This is the fifth (and final planned) post in a series on some new ideas in version control. To start at the beginning, go here.
The goal of this post is to describe pseudo-edges: what they are, how to compute them efficiently, and how to update them efficiently upon small changes. To recall the important points from the last post:
- We (pretend, for now, that we) represent the state of the repository as a graph in memory: one node for every line, with a directed edges that enforce ordering constraints between two lines. Each line has a flag that says whether it is deleted or not.
- The current output of the repository consists of just those nodes that are not deleted, and there is an ordering constraint between two nodes if there is a path in the graph between them, but note that the path is allowed to go through deleted nodes.
- Applying a patch to the repository is very efficient: the complexity of applying a patch is proportional to the number of changes it makes.
- Rendering a the current output to a file is potentially very expensive: its complexity requires traversing the entire graph, including nodes that are marked as deleted. To the extent we can, we’d like to reduce this complexity to the number of live nodes in the graph.
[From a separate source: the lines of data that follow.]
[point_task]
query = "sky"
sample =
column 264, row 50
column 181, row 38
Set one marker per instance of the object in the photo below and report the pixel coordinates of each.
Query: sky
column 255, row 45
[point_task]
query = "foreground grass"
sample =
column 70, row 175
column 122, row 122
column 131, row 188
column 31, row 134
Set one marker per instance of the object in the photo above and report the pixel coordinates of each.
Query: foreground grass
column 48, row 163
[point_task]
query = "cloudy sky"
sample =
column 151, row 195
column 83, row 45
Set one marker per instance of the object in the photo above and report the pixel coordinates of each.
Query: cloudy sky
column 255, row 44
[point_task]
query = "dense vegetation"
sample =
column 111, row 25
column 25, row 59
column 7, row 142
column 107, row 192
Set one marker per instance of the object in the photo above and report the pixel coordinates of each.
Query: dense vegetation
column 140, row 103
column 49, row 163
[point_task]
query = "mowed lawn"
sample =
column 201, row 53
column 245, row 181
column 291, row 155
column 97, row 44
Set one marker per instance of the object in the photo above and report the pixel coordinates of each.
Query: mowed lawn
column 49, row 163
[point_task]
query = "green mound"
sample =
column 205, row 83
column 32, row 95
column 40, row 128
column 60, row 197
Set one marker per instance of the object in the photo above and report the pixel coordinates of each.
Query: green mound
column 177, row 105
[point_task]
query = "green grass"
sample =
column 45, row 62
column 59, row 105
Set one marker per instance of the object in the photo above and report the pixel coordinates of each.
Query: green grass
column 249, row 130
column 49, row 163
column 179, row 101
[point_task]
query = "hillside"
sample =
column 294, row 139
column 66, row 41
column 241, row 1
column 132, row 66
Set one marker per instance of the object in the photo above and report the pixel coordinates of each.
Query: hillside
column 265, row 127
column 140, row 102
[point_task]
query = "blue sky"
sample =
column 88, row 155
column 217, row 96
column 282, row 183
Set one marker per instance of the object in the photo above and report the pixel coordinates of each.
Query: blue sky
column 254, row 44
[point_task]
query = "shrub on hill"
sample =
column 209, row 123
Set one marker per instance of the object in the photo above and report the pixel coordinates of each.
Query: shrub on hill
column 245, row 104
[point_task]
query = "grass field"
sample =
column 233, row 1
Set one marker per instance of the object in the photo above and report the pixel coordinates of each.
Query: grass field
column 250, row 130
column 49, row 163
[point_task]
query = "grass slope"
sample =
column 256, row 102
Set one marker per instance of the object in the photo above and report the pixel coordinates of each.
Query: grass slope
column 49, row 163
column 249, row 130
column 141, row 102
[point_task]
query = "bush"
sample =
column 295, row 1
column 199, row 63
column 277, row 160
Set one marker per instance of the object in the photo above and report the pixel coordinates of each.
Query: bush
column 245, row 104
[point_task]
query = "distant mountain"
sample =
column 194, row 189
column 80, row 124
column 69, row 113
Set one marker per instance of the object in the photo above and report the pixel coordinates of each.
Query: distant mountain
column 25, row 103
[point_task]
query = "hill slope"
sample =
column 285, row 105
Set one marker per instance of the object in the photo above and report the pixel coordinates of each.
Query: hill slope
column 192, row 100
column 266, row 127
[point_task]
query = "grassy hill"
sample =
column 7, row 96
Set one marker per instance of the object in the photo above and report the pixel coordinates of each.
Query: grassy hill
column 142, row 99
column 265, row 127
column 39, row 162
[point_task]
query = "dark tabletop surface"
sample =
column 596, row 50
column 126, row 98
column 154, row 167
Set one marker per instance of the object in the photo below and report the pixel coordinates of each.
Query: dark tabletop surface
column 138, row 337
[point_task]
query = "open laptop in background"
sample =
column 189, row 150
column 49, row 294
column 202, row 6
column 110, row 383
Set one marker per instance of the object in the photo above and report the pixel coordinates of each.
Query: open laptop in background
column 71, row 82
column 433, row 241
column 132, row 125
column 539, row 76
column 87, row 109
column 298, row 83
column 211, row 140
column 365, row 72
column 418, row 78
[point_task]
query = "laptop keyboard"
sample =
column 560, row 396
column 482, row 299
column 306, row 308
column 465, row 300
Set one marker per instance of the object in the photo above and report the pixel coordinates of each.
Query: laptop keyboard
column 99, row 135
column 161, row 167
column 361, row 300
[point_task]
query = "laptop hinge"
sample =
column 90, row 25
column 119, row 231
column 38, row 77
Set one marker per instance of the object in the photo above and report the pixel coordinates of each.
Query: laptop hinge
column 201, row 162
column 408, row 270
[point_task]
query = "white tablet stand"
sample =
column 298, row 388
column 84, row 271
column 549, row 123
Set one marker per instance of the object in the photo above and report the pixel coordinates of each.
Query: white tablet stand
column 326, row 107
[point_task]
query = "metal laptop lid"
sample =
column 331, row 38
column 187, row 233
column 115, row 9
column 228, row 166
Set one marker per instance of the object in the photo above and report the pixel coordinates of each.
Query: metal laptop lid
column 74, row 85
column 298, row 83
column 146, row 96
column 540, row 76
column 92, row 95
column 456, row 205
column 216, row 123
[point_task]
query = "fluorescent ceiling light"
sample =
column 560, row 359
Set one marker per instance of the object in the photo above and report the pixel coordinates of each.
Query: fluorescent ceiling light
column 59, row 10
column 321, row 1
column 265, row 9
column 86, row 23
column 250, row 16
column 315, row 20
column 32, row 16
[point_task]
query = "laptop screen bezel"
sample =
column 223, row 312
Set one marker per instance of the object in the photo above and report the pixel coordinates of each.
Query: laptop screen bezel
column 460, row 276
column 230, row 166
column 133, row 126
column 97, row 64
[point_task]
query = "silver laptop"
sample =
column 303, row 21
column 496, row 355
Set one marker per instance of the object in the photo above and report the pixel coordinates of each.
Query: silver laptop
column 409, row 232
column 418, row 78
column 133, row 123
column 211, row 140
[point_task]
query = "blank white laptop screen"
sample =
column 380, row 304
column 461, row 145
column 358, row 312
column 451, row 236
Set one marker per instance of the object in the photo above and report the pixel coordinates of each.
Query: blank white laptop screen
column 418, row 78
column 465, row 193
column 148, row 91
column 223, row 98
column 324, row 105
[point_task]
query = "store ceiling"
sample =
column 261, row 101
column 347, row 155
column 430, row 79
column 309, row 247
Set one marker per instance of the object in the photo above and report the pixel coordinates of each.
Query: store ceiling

The main idea for solving this is to add “pseudo-edges” to the graph: for every path that connects two live nodes through a sequence of deleted nodes, add a corresponding edge to the graph. Once this is done, we can render the current output without traversing the deleted parts of the graph, because every ordering contraint that used to depend on some deleted parts is now represented by some pseudo-edge. Here’s an example: the deleted nodes are in gray, and the pseudo-edge that they induce is the dashed arrow.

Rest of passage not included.